COLUMBIA, Mo. - Eclipse 2017 is being called a monumental teaching tool.
Educators in Mid-Missouri, and throughout the path of totality, are hoping the eclipse will pique an interest in young students when it comes to STEM (science, technology, engineering and math) programs.
Dr. Angela Speck, from the University of Missouri, said she saw a great opportunity to inspire young people with STEM education. The Mizzou director of astronomy and ABC 17 News eclipse contributor took advantage of the eclipse “before, during and after” Monday’s moments of totality.
Dr. Peter Stiepleman, superintendent of Columbia Public Schools, said Monday’s eclipse “activities absolutely gave children an opportunity to experience a celestial event they'll never forget.” He said his own children want to chase the next total solar eclipse in 2024. He also said he anticipates an increase of interest in CPS' Columbia Aeronautics and Space Association program, which he calls “Columbia's version of NASA.”
At least one Columbia high school teacher says she's optimistic the eclipse will have a long-term effect.

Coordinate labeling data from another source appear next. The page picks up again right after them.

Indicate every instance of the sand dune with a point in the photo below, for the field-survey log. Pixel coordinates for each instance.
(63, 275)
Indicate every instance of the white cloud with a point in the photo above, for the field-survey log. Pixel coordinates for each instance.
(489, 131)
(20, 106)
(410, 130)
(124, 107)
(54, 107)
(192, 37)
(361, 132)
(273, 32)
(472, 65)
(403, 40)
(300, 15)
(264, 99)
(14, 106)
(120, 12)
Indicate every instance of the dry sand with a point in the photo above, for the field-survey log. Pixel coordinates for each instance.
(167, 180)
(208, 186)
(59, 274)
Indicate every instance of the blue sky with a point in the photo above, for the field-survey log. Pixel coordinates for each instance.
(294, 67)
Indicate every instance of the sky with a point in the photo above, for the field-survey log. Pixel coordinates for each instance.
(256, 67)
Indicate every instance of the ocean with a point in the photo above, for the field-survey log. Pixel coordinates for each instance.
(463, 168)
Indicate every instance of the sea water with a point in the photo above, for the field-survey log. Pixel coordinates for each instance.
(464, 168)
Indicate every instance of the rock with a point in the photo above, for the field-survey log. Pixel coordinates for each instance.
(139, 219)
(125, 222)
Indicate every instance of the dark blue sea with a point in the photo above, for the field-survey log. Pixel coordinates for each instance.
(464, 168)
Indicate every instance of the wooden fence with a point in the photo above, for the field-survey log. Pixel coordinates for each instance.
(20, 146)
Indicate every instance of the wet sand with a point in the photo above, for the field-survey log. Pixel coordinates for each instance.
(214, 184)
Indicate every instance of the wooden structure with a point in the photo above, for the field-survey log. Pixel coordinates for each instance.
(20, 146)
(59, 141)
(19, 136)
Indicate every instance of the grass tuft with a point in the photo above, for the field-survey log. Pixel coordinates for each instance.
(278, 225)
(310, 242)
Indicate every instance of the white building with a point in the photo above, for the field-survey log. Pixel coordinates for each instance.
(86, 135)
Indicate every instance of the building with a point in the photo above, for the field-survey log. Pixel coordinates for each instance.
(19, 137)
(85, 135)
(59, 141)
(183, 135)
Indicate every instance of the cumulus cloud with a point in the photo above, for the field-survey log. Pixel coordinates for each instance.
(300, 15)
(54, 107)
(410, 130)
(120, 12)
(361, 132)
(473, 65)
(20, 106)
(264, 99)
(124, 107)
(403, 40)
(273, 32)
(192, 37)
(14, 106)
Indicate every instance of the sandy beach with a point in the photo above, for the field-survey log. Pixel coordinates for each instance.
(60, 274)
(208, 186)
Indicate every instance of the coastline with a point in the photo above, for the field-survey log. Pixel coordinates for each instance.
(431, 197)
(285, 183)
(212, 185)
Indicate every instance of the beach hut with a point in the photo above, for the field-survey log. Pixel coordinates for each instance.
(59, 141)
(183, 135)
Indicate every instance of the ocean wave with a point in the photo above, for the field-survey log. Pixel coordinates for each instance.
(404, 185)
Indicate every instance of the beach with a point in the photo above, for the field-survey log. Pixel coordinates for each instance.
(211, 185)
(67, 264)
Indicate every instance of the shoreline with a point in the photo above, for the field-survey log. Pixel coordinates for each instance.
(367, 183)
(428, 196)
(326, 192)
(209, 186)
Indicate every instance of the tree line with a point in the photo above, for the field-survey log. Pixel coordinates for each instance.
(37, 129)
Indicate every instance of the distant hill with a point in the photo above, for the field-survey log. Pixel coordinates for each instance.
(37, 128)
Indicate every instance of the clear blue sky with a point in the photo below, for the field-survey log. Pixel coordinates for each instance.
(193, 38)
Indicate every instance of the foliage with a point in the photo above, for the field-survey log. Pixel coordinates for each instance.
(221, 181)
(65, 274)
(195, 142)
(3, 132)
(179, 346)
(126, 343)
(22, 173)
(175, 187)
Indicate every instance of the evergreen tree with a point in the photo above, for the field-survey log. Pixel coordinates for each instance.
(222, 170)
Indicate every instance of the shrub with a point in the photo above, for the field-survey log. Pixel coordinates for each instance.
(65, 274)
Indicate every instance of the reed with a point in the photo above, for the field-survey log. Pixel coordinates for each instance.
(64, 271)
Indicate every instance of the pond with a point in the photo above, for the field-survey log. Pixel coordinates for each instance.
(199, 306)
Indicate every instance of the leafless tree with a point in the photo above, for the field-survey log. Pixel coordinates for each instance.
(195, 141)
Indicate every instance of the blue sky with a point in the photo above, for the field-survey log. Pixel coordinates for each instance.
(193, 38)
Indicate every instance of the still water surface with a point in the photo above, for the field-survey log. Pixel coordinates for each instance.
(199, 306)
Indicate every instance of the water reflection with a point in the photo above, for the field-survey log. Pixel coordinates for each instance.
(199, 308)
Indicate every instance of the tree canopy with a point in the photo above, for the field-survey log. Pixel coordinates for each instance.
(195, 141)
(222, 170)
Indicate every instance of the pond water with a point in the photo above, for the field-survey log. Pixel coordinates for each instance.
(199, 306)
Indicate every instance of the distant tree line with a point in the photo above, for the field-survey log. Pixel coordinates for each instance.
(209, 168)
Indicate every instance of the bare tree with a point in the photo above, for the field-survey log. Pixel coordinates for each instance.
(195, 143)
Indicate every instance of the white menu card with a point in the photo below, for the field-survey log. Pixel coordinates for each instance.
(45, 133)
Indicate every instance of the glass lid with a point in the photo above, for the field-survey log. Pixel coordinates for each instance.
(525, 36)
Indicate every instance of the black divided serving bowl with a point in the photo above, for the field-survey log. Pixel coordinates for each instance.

Hickman High School teacher Janice Morris said she’s optimistic the 2017 eclipse will have a long-term effect and "I hope that the fact that they had an opportunity to see it at an age like this where hopefully they're going to remember it for the rest of their life."
It seems to have made an impact with student Wyatt Moore. "It was hyped up a lot. A lot of people were really excited about it and everything. And I didn't know what to think about it at first. But when it finally happened and I did see for myself I was awestruck honestly,” Moore said.
Teachers will likely use pictures and videos from Monday to keep some of that educational excitement alive.